# Found a hunney whole



## khurrum (Jul 28, 2004)

found a nice berry farm, owner is agry at the deer, he wants me to shoot some, discharge of single projectile is permitted, went scouting the other night, found 8 does and 2 bucks, any suggestions about how i should go about hunting this land? its mostly tall grasses. :beer:


----------



## SniperPride (Sep 20, 2004)

> discharge of single projectile is permitted


lol, well, you could use a rock, or a bullet, or an arrow. :wink: 
:sniper:


----------



## Azian (Jul 8, 2004)

use a potatoe gun :lol:


----------



## Remmi_&amp;_I (Dec 2, 2003)

Water Balloon Launcher! We can shoot water baloons almost a whole city block. Just ask our neighbors!!!!!!!!!!!!!!!!!!


----------



## agrotom (Sep 14, 2004)

A ground blind works as well as a tower stand.
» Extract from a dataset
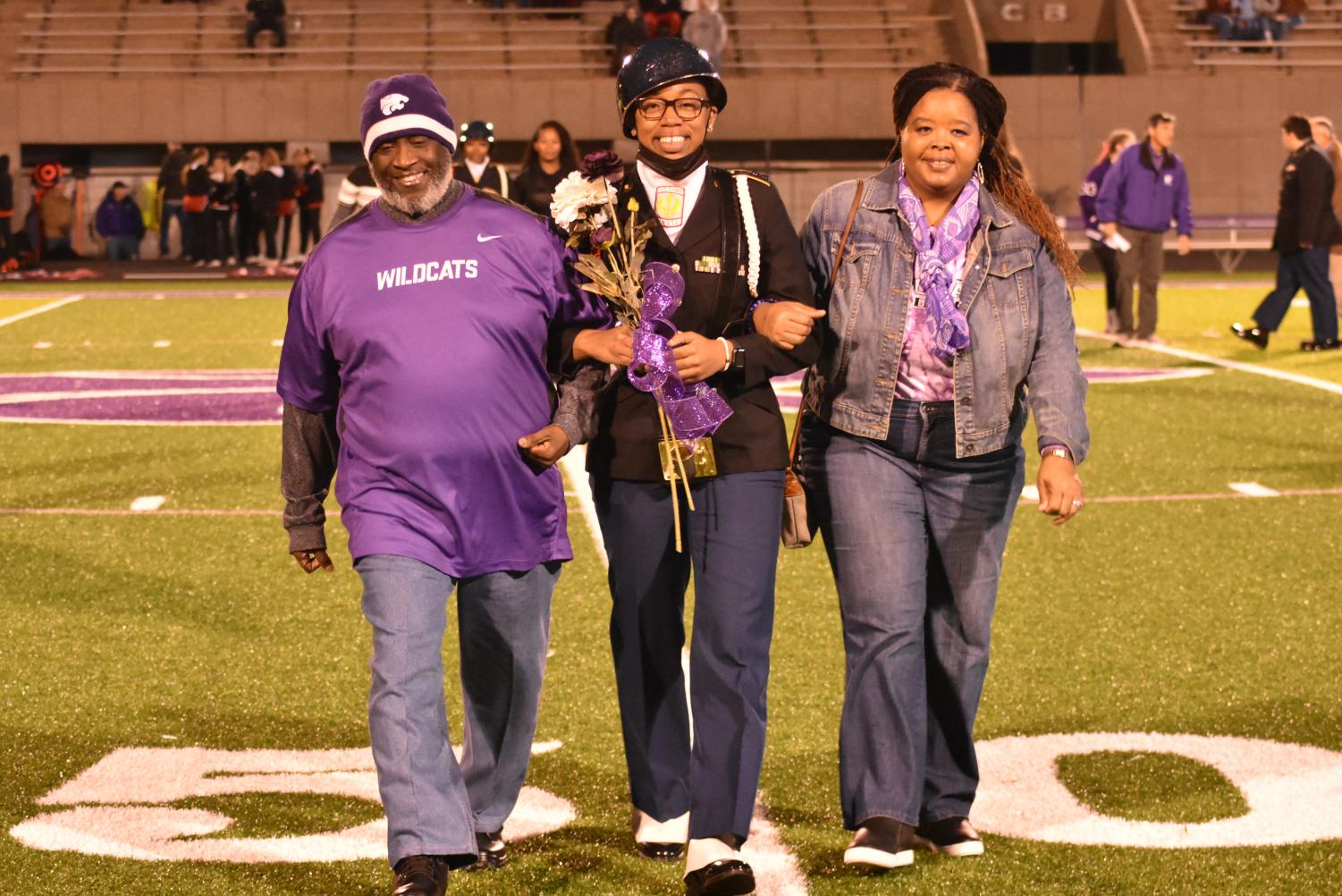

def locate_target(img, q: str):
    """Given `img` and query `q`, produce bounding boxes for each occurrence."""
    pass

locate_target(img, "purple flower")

Try some salt licks or mineral blocks to get them where you whant them. :sniper:


----------



## khurrum (Jul 28, 2004)

what i meant was, how should i save the land, and avoid scaring away the deer, but recently i found out that on the other side of the fence is canadian crown land, and thats very all the deer are comming from, so i got it made no matter how hard i hunt the land!


----------



## dlip (May 16, 2004)

go scouting and find what trails the deer travels, and get up atop a tree or hill and pick em off, heck, if its a 'need to kill' situation, id get some baits (deer corn, mineral licks, heck, cut up some apples" and get some scent lures, the farmer wants the deer out, so get them out


----------